By Albert Amateau
The Hudson River Park Trust has begun the process of transforming Pier 57 on the Chelsea waterfront from a city bus depot to a cultural and educational center for the five-mile-long riverfront park currently under construction.
The Trust has issued a request for expressions of interest from potential developers and institutions for the 300,000-sq.-ft. Hudson River pier at W. 16th St., anticipating the bus depot’s leaving at the end of this year. Responses to the R.F.E.I. are due Jan. 20, 2004, but the Trust has the right to extend the deadline.
“I’m excited at the prospect of beginning the next step — another milestone — in the development of the park,” said Robert Balachandran, president and C.E.O. of the Trust, which is designing and building the park between Chambers and 59th Sts.
The Advisory Council of the Trust, comprised of representatives of community boards along the river, elected officials and members of the Trust board of directors, met on Mon. Sept 15 to discuss the future of what will be the third largest pier element of the park, after Pier 40 and the Gansevoort Peninsula.
“It’s a start of what will be a process that we hope will have a better resolution than Pier 40,” Lawrence B. Goldberg, a member of Community Board 2 and chairperson of the Advisory Council, said later, referring to the fact that selection of a developer for the 15-acre Pier 40 was put on hold in June when the Trust decided not to accept any of three short-listed developers. The Trust is currently developing interim uses for Pier 40.
Balachandran said on Tuesday there was no similarity between Pier 40 and Pier 57. Indeed, Advisory Council members who attended the Monday meeting noted that Pier 57 had fewer constraints than Pier 40, being only a quarter of the size, having no allowance for public parking and having a simpler configuration.
The Advisory Council has established a Pier 57 Task Force, to be headed by Edward C. Kirkland of Community Board 4, which covers Chelsea, and to include representatives from Community Board 2 in the Village and Community Board 1 in Lower Manhattan. “It’s a good solid group to lead the discussion of Pier 57,” Goldberg said.
Pam Frederick, head of the C.B.4 waterfront committee who attended the Monday Advisory Council meeting, said Community Board 4 would be very much against interim uses for Pier 57. “We’ve been burned too often by interim uses overstaying their time on the piers,” Frederick said. She cited the case of Basketball City on Pier 63, which is reluctant to vacate the pier before the end of 2004.
Connie Fishman, Trust vice president, told the Advisory Council on Monday that the goals of the R.F.E.I. are to find quality park-enhancing uses for a combination of cultural, educational and maritime recreation noncommercial and commercial uses. However, the request does not say how much of the pier should be allotted to commercial and noncommercial use.

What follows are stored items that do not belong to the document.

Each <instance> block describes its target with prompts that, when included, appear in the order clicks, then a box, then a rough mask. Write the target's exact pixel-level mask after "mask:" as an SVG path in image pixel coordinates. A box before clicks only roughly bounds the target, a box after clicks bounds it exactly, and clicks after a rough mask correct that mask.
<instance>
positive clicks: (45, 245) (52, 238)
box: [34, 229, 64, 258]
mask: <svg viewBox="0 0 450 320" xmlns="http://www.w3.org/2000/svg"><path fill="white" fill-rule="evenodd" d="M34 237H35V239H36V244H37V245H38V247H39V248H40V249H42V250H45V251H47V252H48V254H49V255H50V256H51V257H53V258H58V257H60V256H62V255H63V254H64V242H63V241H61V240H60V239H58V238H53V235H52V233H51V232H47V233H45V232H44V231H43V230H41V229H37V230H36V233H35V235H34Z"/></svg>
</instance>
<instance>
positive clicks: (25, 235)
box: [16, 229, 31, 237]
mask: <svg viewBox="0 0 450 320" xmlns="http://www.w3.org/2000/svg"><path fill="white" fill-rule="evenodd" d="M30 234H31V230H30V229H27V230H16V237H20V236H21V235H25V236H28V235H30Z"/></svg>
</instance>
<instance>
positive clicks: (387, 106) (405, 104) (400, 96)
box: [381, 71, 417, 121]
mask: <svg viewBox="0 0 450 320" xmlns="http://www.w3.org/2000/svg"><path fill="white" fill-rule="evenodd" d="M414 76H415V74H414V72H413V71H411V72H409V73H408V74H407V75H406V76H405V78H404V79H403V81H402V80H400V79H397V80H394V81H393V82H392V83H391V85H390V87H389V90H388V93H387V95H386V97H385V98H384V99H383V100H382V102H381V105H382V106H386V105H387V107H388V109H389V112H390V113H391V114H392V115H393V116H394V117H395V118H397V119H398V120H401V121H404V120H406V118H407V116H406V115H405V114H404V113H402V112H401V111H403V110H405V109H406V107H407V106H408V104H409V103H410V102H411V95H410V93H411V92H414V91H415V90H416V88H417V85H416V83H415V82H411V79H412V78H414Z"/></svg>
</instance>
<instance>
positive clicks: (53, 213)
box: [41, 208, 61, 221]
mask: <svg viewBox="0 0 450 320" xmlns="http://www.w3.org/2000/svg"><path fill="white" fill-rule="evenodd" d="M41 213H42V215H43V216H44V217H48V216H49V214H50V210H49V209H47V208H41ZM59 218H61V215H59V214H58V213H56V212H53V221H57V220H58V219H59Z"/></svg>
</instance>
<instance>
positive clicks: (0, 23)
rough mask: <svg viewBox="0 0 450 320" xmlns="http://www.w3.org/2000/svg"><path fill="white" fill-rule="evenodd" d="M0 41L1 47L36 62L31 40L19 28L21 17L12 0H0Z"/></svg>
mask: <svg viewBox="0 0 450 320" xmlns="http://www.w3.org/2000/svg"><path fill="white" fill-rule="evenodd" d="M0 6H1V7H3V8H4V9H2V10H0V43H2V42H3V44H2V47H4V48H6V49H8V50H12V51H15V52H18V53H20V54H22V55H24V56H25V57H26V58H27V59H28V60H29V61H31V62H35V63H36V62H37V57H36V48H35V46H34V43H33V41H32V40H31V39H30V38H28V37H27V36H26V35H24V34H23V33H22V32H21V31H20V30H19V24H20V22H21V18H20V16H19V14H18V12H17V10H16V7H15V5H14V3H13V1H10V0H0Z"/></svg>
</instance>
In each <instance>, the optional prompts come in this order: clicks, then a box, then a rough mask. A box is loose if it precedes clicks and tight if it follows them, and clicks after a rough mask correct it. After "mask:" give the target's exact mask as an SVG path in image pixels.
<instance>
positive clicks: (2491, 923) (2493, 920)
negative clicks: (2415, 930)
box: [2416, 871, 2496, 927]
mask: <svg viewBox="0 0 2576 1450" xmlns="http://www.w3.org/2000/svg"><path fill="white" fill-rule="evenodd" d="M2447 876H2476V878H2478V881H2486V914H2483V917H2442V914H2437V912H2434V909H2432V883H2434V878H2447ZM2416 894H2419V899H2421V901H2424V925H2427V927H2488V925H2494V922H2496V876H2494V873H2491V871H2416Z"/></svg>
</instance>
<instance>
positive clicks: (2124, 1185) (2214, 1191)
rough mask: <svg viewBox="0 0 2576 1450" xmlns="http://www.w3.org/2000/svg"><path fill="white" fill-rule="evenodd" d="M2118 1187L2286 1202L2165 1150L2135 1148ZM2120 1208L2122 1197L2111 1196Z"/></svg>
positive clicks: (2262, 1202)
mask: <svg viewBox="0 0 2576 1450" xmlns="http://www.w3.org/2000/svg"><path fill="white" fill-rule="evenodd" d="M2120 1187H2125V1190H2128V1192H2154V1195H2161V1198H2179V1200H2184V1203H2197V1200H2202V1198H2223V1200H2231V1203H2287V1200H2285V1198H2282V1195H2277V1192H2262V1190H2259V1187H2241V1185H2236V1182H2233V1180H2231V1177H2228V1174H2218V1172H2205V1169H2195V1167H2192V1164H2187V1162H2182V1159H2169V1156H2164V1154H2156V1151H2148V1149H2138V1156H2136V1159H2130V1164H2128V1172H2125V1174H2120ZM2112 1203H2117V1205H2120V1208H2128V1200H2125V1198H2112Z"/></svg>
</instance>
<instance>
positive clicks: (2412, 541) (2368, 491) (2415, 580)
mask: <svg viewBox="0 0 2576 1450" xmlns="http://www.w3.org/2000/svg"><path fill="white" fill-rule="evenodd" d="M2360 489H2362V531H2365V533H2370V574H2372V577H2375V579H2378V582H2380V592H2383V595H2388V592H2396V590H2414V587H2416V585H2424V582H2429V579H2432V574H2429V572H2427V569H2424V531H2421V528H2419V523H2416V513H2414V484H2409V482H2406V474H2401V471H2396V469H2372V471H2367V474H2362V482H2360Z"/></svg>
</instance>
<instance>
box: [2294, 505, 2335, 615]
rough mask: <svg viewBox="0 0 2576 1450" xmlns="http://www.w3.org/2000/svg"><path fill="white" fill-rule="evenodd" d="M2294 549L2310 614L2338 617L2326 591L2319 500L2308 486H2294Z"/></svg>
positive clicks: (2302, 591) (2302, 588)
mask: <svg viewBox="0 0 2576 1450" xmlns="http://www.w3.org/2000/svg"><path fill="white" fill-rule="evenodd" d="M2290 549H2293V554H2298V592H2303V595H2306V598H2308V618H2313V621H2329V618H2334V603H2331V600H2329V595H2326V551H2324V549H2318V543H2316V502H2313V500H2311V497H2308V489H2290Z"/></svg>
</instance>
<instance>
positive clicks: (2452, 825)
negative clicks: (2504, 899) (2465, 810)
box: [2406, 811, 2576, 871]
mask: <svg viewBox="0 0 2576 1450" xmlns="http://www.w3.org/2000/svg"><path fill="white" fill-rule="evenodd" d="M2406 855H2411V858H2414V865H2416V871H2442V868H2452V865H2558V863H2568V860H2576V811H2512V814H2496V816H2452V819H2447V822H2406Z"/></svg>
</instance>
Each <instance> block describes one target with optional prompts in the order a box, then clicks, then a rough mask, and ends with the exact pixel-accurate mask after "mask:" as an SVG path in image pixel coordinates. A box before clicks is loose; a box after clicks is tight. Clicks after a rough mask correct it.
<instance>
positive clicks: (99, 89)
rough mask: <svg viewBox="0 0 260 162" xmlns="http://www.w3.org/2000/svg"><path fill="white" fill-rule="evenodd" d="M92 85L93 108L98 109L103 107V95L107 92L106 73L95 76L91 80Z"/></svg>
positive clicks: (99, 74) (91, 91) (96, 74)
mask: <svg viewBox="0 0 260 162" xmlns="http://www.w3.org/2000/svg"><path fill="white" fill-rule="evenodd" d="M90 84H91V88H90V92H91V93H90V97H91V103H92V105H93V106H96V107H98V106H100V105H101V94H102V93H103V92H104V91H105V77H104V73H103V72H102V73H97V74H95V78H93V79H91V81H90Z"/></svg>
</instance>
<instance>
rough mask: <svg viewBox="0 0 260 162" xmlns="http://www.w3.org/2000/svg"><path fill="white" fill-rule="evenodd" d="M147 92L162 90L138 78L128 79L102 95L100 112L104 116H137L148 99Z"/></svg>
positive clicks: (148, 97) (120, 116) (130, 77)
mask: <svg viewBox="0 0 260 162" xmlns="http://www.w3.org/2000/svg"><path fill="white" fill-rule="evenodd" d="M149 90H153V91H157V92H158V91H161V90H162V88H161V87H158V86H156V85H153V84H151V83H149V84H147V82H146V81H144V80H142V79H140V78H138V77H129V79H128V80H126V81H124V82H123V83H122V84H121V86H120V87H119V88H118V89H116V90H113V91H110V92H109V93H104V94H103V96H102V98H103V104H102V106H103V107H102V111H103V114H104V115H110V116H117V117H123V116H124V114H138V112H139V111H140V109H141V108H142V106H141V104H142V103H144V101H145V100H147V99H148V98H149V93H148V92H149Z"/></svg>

The Trust will seek stable tenants to occupy, operate and maintain the pier. But the pier is not expected, like Pier 40 or like the entirely commercial Chelsea Piers — Piers 59, 60 and 61 — to generate revenue to support the entire park.
Advisory Council members said Fishman specifically noted that non-maritime recreation was not among the desired goals of the R.F.E.I. The emphasis was on finding unique cultural, educational or recreational maritime activities, goals set forth in the R.F.E.I. Museums, performance centers and the like were on the minds of Advisory Council members.
But maritime transportation uses were not among the goals, so a ferry terminal is not a prospect, although a stop for a water taxi might be. It was also made clear at the Monday meeting that a large retail store on Pier 57 was out of the picture.
“It’s positive that there is a task force to involve community people,” said Assemblymember Deborah Glick. “But our experience at Pier 40 showed us that the Trust was less than interested in community concerns,” added Glick, who attended the Advisory Council meeting. The Assemblymember, however, acknowledged that Pier 57 and Pier 40 were not analogous. Glick lauded the emphasis on cultural and educational uses for Pier 57 and the fact that the pier is not expected to be a cash cow for the park.
Fishman told the Advisory group that the Trust is negotiating with the Metropolitan Transportation Authority to provide some help to keep the pier from deteriorating after it removes the buses in January. The M.T.A. paid no rent for Pier 57 during the 20 years the agency used the pier for a bus depot. Moreover, the Trust spent what one source said was “several hundred thousand dollars” to paint Pier 57 two years ago while it was used as a bus depot.
The original Grace Line Pier between 15th and 16th Sts., Piers 57 burned on Sept. 29, 1947, in a fire that brought more than 200 firefighters to the $5 million pier. A new pier, supported by three giant concrete boxes instead of piles, replaced it.
Construction began in 1950 and was completed in February 1954 at a cost of $12 million.